第2話『俺と危機と幼馴染と』

 俺は昔から夢がある。いつかザイルにぃといっしょに冒険者になることだ。

 ある日、大地を割くように各地に生じた謎の存在。それを迷宮ダンジョンと呼んでいて、数多くの人がその踏破に挑戦している。

 男に生まれたのならば一度は迷宮に挑戦したいと思うのは自然なこと――だからザイル兄だってそうおもっているはずだと――そう思っていた。


「……え? ごめん聞こえなかったな。あはは……」


 引き攣ったような苦笑いで、それが聴き間違いであることを願いながらザイル兄に尋ね返す。

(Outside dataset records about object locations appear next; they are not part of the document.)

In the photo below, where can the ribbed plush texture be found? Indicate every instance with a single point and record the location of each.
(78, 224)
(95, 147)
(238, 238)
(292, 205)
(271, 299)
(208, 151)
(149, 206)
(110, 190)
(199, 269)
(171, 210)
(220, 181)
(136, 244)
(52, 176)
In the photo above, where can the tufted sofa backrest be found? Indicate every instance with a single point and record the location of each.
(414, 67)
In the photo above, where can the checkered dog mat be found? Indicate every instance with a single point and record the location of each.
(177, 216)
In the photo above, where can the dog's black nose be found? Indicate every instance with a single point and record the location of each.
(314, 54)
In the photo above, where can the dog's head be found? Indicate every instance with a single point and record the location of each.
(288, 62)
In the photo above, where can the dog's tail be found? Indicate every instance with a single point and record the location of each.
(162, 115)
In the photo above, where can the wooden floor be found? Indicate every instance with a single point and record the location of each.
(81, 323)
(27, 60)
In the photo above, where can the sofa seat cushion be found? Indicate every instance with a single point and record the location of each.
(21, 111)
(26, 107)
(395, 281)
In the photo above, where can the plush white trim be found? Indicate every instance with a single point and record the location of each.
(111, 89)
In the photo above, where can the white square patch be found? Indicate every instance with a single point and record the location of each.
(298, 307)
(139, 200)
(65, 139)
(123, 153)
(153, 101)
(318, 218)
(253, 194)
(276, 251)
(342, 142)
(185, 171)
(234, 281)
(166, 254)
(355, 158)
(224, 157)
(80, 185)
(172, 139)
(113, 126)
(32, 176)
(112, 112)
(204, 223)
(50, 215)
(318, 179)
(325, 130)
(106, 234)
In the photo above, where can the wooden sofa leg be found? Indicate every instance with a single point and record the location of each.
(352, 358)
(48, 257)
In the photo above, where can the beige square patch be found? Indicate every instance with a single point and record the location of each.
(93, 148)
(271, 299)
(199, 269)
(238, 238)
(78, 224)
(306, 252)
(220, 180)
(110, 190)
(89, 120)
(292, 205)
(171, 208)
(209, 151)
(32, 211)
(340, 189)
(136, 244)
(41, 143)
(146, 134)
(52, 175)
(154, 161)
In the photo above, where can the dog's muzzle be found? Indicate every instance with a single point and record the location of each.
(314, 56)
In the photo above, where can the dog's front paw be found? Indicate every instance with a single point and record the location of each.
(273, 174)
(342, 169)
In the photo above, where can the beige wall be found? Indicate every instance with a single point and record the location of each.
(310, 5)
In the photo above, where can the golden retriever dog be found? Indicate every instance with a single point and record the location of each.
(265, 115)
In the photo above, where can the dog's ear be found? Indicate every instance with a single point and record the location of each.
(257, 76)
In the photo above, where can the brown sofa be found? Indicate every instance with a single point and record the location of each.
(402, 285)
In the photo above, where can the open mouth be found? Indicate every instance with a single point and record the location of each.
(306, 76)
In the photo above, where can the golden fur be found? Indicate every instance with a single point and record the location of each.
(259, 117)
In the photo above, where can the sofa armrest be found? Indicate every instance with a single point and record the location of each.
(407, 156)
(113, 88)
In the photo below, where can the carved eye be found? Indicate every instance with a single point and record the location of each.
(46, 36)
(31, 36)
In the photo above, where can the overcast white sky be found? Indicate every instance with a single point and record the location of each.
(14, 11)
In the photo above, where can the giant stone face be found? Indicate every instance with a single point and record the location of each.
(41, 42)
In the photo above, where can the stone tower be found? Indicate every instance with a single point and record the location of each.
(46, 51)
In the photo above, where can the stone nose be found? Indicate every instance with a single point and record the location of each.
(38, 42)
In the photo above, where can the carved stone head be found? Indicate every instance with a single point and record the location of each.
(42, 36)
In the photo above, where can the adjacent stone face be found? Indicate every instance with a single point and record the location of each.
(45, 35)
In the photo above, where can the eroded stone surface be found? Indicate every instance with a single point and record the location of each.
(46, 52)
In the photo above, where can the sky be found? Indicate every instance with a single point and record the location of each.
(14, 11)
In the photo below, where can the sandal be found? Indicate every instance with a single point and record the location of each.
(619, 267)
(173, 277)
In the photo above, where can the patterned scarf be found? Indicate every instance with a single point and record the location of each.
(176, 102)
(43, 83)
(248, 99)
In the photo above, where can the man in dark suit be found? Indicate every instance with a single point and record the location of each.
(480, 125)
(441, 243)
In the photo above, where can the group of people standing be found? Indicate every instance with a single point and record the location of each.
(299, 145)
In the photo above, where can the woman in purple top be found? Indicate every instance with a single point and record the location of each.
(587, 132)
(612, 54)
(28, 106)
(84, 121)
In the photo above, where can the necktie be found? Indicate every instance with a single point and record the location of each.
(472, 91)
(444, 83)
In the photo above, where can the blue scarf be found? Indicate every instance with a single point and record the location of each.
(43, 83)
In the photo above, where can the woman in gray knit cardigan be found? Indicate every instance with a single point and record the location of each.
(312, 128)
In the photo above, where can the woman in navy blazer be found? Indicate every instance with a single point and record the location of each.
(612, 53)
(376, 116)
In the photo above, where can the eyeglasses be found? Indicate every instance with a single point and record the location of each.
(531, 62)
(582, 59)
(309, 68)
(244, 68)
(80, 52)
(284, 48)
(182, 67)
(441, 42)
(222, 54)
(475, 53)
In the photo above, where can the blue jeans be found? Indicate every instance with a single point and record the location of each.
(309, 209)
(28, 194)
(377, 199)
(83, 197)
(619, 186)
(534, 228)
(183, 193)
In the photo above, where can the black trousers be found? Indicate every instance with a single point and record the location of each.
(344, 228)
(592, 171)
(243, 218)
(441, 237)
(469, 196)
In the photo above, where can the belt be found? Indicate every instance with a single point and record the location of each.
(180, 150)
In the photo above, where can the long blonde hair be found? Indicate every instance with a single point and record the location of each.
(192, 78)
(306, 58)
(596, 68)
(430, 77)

 団長室に鎮座するザイル兄の目はいつもの雰囲気を纏っていなかった。

 いつもは目にしていなかった執務机の重苦しさがひしひしと伝わってくる。静かな空間のせいで自分の鼓動が騒音にも感じられた。


「何度でも言うよヴェルト。君はこの団に必要ない」


 ああ、聴き間違いではなかった。その現実を叩きつけられた瞬間、俺の背中は一気に寒気が走り涙がじわりと湧き出てくる。


「やだよ……なんかした? 俺がなんかしたかって!?」


 机に両手を突き、上肢を乗り上げて前傾になる。今の俺が出来る全力の威嚇ポーズであるが、当のザイル兄は全く意に介していなかった。一切微笑まず、ただひたすらにこちらを真っ直ぐ見つめているだけだ。

 ザイル兄は、指を組み直すと滔々と語り掛けるような声量で口を開いた。


「そうだな……。お前がこの前くれた計画表だな」


 計画表――宴会の途中で渡したアレのことだと気付くのに少しだけ時間がかかったのは、それだけ正常な判断ができなくなっていることの証左だろう。


「それ……皆で王都まで行こうって……」


「そうだ、王都まで行けるんだ。ただしお前は不要だ」


「なんでだよっ!? 何があったんだって!」


「お前の資料を見て、俺も個人的に予算を確認してみたんだ。細部まで確認をしてなかったと思ってな。

 そしたら……これを見ろ」


 ザイル兄が机に放り投げたのは数枚の髪。そこに書かれているのは収支表である――が、俺が渡したのとは筆跡が異なっている。


「それは俺が個人的にまとめたものだ。この動きを見ると明らかに数字が合わない。誰かが横領をしている」


「……はっ?」


「ヴェルト……。報酬の報告はお前がやってはずだな?」


「いや…いやおかしいよ! こんなので俺を疑うのはおかしいだろ!? 昨日一昨日で知り合ったような仲じゃないのにさ!!」


「燭台は直下を照らさない……。隣りにいたやつならばこんな雑な仕事でも分からないと身を持って知ったよ」


 否定したい。否定したいが俺の手元にはなんの反証材料もない。会計係の資料はザイル兄の手元だ。


「そうだ! もう一度確認させて…」


「往生際が悪いっ!」


 俺の要求をその一言で跳ね除ける。これまでの生涯で一度も聞いたことがない、威圧的でありながら冷静さを失わない怒声だ。


「なん……で…?」


「ヴェルト。もう一度だけしか言わんぞ」


 机の上で指を組み直し、冷たい表情を更に冷徹な顔へと切り替えたザイル兄が絶望の宣告を下す。